The Premise: Tim Marshall is former diplomatic editor at Sky News. Aside from this probably meaning that he has at some point suffered the misfortune of having to talk to Eamon Holmes, it also means he knows everything. Subtitled Ten Maps That Tell You Everything You Need to Know About Global Politics, Prisoners of Geography goes through ten areas of the planet and gives an incredible amount of information in a short space of time, all of which will make you a fascinating conversationalist and probable pub quiz champion.
Happy Bookworm: Marshall takes the reader on a world tour, spanning from Africa to the USA, Japan to the Arctic, explaining the ways in which a nation’s geography determines its politics. This is geopolitics, and I am now obsessed with it. I learned so much from reading this book. For example, I now understand that a system of connected rivers is essential to building a successful economy and that the whole of human history has been dictated by a bunch of dudes drawing straight lines across maps a couple of hundred years ago. I was particularly struck by the fact that global political dealings are entirely predicated on the fact that all countries are completely paranoid about someone else trying to steal their stuff.

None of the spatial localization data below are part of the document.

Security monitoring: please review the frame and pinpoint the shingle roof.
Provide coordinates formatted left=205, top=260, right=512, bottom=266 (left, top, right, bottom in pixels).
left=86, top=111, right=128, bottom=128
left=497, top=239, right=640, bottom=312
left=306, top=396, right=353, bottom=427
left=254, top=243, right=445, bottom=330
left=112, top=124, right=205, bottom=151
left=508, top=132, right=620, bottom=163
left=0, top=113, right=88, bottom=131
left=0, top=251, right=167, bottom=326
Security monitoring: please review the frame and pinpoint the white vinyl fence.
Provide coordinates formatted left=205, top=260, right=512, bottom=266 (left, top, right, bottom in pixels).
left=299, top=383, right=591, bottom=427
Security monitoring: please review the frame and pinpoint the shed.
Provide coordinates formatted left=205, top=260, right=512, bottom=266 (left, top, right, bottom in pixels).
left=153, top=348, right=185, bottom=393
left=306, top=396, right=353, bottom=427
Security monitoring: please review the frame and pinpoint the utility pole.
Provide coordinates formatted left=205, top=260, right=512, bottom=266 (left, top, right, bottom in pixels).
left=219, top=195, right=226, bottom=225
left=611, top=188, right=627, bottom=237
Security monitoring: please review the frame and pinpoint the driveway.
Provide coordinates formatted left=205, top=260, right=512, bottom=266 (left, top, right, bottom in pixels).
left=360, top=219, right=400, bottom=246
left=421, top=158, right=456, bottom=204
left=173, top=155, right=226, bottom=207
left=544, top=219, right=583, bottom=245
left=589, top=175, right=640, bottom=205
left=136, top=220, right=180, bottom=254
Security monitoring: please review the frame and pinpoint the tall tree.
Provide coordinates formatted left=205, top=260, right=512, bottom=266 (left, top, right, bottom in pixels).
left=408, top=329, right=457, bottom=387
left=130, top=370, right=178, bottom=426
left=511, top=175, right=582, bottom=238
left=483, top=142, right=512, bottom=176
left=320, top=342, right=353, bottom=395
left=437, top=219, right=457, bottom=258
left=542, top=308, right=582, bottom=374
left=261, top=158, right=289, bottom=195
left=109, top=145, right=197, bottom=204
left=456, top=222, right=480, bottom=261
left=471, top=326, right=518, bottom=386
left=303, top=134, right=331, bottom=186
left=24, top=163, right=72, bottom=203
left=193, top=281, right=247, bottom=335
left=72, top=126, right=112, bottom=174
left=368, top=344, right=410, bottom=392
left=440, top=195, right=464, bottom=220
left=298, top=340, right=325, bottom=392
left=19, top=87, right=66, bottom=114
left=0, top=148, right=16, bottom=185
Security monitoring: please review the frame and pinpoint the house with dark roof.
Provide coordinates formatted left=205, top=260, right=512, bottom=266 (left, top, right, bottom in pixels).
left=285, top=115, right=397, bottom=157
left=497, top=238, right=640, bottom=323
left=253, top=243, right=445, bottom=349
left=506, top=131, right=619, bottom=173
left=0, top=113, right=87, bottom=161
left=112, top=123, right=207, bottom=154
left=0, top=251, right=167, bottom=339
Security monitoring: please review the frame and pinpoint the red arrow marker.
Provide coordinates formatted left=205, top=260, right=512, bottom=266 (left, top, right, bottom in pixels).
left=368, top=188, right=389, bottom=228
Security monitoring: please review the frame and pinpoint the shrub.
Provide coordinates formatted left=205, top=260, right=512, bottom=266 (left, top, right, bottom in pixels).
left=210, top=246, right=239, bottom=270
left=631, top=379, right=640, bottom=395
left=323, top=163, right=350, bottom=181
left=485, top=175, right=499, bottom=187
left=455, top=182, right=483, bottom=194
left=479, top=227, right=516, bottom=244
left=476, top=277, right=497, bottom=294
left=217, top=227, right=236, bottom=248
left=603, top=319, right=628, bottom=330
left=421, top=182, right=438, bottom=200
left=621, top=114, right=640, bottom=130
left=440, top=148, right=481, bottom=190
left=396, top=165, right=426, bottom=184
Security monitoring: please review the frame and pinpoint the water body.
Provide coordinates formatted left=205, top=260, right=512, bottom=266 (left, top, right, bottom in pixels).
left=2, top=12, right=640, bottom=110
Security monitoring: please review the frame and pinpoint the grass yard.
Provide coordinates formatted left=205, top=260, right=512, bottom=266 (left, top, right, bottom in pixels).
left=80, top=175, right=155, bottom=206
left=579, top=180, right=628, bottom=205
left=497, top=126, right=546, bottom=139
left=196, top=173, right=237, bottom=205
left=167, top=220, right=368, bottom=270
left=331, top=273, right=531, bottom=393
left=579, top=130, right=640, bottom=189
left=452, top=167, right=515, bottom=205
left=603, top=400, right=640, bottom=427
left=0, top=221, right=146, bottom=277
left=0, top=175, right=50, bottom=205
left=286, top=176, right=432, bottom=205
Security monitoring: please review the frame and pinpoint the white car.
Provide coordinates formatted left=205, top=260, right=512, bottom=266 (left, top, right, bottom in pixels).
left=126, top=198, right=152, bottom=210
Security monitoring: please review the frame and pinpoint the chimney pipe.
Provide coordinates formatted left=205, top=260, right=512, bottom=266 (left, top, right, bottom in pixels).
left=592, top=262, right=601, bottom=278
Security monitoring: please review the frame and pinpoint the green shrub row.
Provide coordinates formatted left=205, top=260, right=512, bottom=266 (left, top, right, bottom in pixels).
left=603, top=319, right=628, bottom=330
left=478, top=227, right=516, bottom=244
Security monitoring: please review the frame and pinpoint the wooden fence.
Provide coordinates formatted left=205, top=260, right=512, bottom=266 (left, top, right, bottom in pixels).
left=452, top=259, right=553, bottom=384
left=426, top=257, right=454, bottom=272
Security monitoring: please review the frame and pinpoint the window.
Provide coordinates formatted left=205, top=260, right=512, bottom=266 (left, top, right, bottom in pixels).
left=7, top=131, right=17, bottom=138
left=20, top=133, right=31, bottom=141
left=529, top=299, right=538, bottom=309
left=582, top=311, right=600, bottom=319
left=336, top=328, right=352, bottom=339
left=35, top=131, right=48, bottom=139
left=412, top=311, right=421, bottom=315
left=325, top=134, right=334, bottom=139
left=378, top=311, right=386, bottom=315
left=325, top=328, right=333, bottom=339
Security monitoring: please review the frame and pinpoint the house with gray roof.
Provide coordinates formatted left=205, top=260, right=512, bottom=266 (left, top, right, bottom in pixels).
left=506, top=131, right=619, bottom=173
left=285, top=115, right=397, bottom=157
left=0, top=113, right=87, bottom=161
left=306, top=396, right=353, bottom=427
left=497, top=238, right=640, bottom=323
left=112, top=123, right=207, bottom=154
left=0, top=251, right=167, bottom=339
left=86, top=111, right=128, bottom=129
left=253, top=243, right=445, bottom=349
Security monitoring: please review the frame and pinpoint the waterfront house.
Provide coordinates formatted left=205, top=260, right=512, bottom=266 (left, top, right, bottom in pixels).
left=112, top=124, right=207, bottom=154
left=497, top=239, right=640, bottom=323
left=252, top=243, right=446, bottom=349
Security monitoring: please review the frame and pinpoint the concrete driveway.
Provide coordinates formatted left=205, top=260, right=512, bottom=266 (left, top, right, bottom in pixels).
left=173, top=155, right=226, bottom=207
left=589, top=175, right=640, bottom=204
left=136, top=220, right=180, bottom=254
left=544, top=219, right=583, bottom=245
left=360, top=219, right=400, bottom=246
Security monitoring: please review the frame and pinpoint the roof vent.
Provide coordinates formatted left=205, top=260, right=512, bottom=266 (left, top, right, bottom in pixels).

I now actually know what the Louisiana Purchase was and have an understanding of the conflict between India and Pakistan, previously only encountered in the very boring Salman Rushdie book, Shalimar the Clown. I can now also talk convincingly about why Russia is a quite scary country. Marshall guides us through all this information with the occasional smirk and some personal anecdotes and predictions, and his tone is authoritative without lecturing.
Sad Bookworm: Prisoners of Geography is too short (only about 260 pages). Why are so many terrible books so long when a complete gem like this is over far too soon? Additionally, I am now very scared of North and South Korea ever falling out with each other again. There is also a very brief mention of the UK’s vote to leave the EU and consequently I had to have a little cry while reading.
In Conclusion: I was contemplating purchasing a copy of this for my husband but now probably won’t bother as I kept regaling him with the fascinating facts I gleaned from reading it myself. It’s a brilliantly written book and the subject matter is completely compelling; it draws together a little of what you know already with a whole lot of information that you didn’t know/used to know but forgot due to having to learn the words to Gangsta’s Paradise or something equally academic. I fully intend to use the knowledge I have gained from Prisoners of Geography to educate/annoy/argue with anyone unfortunate enough to speak to me. You have been warned.